There are many working solutions to display transparent pngs correct in IE, but all these solutions will not work if the image is in a rotated container.
I' ve tried
img{
background: transparent;
-ms-filter: “progid:DXImageTransform.Microsoft.gradient(startColorstr=#00FFFFFF,endColorstr=#00FFFFFF)”;
filter: progid:DXImageTransform.Microsoft.gradient(startColorstr=#00FFFFFF,endColorstr=#00FFFFFF);
zoom: 1;
}
to work around IE' s transparent png bug, but it does not work.
Ive created a show case at .
http://jsfiddle.net/s__a/Hmyc2/
Please be shure you visit this with Microsoft Internet Explorer 7, rotation is not implemented there for IE8.
Can anybody help to display the rotated image correct in IE7/IE8?
Best regards.
Solid Background Only Solution Found
It took some digging around to piece it together.
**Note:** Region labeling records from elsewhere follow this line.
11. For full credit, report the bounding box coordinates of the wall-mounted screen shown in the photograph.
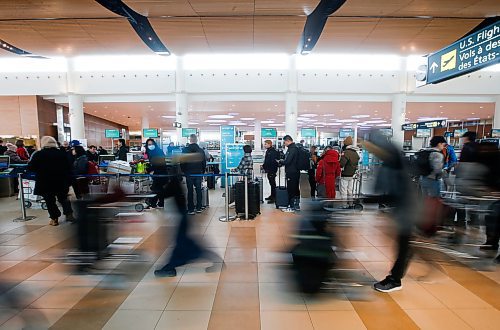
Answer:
[300,128,316,138]
[339,128,354,139]
[415,128,431,137]
[142,128,160,139]
[104,129,120,139]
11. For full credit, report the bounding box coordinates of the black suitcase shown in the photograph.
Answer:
[274,167,288,209]
[235,181,260,218]
[207,177,215,189]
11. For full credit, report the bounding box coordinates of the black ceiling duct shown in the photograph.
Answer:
[0,39,46,59]
[298,0,347,55]
[95,0,170,55]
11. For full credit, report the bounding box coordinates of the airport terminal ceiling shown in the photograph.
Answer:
[0,0,500,56]
[80,101,495,132]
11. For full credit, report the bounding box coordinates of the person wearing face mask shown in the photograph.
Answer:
[146,139,168,208]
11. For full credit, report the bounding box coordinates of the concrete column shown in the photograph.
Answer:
[493,95,500,129]
[141,115,149,143]
[56,104,66,143]
[68,94,85,140]
[352,123,358,147]
[285,93,298,141]
[175,93,189,144]
[391,93,406,148]
[254,120,262,151]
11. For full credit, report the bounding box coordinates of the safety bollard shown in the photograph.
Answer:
[12,173,36,222]
[219,172,236,222]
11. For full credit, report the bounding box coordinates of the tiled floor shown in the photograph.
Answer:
[0,190,500,330]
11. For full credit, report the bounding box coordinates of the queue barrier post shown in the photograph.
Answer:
[12,173,36,222]
[219,172,236,222]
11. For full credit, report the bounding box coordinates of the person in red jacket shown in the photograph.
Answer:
[316,148,340,198]
[16,140,30,160]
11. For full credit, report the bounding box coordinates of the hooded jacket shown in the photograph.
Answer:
[316,150,340,198]
[340,146,359,177]
[181,143,207,174]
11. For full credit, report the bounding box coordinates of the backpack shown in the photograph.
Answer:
[413,149,438,176]
[297,147,311,171]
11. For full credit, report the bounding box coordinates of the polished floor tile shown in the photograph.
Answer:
[156,310,210,330]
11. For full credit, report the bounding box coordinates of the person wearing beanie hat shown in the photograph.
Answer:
[28,136,74,226]
[4,143,28,164]
[40,136,58,148]
[340,136,360,208]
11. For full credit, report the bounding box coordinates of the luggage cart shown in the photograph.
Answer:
[18,179,47,210]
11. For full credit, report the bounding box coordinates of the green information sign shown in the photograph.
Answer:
[260,128,278,138]
[427,19,500,84]
[300,128,316,138]
[142,128,160,138]
[104,129,120,139]
[182,128,198,137]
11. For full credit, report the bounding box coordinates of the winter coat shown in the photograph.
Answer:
[73,155,89,175]
[262,147,280,174]
[4,150,28,164]
[236,153,253,175]
[340,146,359,177]
[116,146,129,161]
[283,143,300,175]
[316,150,340,198]
[16,147,30,160]
[28,148,71,196]
[181,143,207,174]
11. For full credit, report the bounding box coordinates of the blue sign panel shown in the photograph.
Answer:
[226,143,245,170]
[427,20,500,84]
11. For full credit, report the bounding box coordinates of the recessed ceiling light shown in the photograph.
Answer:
[208,115,234,119]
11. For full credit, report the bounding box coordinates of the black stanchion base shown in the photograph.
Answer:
[12,215,36,222]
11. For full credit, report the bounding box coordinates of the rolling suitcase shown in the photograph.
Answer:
[275,167,288,209]
[201,187,210,207]
[234,181,260,218]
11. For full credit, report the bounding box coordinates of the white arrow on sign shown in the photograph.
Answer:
[431,62,439,73]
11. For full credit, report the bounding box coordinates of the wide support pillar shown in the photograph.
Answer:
[391,93,406,148]
[68,94,85,140]
[285,93,298,141]
[493,95,500,129]
[175,93,189,145]
[56,104,66,143]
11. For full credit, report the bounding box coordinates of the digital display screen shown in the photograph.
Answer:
[142,128,160,139]
[104,129,120,139]
[416,128,431,137]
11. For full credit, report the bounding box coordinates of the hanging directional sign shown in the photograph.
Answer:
[401,120,446,131]
[427,20,500,84]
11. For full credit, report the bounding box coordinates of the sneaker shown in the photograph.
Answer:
[479,242,498,251]
[155,268,177,277]
[373,276,403,292]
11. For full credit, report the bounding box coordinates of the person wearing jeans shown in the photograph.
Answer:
[186,176,202,214]
[262,140,280,204]
[181,134,207,215]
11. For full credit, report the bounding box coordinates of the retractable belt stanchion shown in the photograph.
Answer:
[13,173,36,222]
[219,172,236,222]
[245,174,249,220]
My first lead was this site, which yielded the following change of code. Actually, I just now noticed, what I have below is the same code you said didn't work in your question, but yet it does for me... recheck my fiddles and see if it works for you now. Note that in this fiddle it worked for IE7 but not IE8 (the img does not rotate).
.test-1{
-ms-filter: "progid:DXImageTransform.Microsoft.gradient(startColorstr=#FFFFFFFF,endColorstr=#FFFFFFFF)";/* IE 8 */
filter: progid:DXImageTransform.Microsoft.gradient(startColorstr=#FFFFFFFF,endColorstr=#FFFFFFFF); /* IE 6 & 7 */
clip:rect(0px 276px 267px 0px); /* top,right,bottom,left */
}
So a little more digging and a Stack Overflow answer helped make a fiddle work for IE8 too! The IE8 final fix was that the item being transformed with the Matrix filter needed to have a z-index added in order to correct the bug of it not rotating the child img element.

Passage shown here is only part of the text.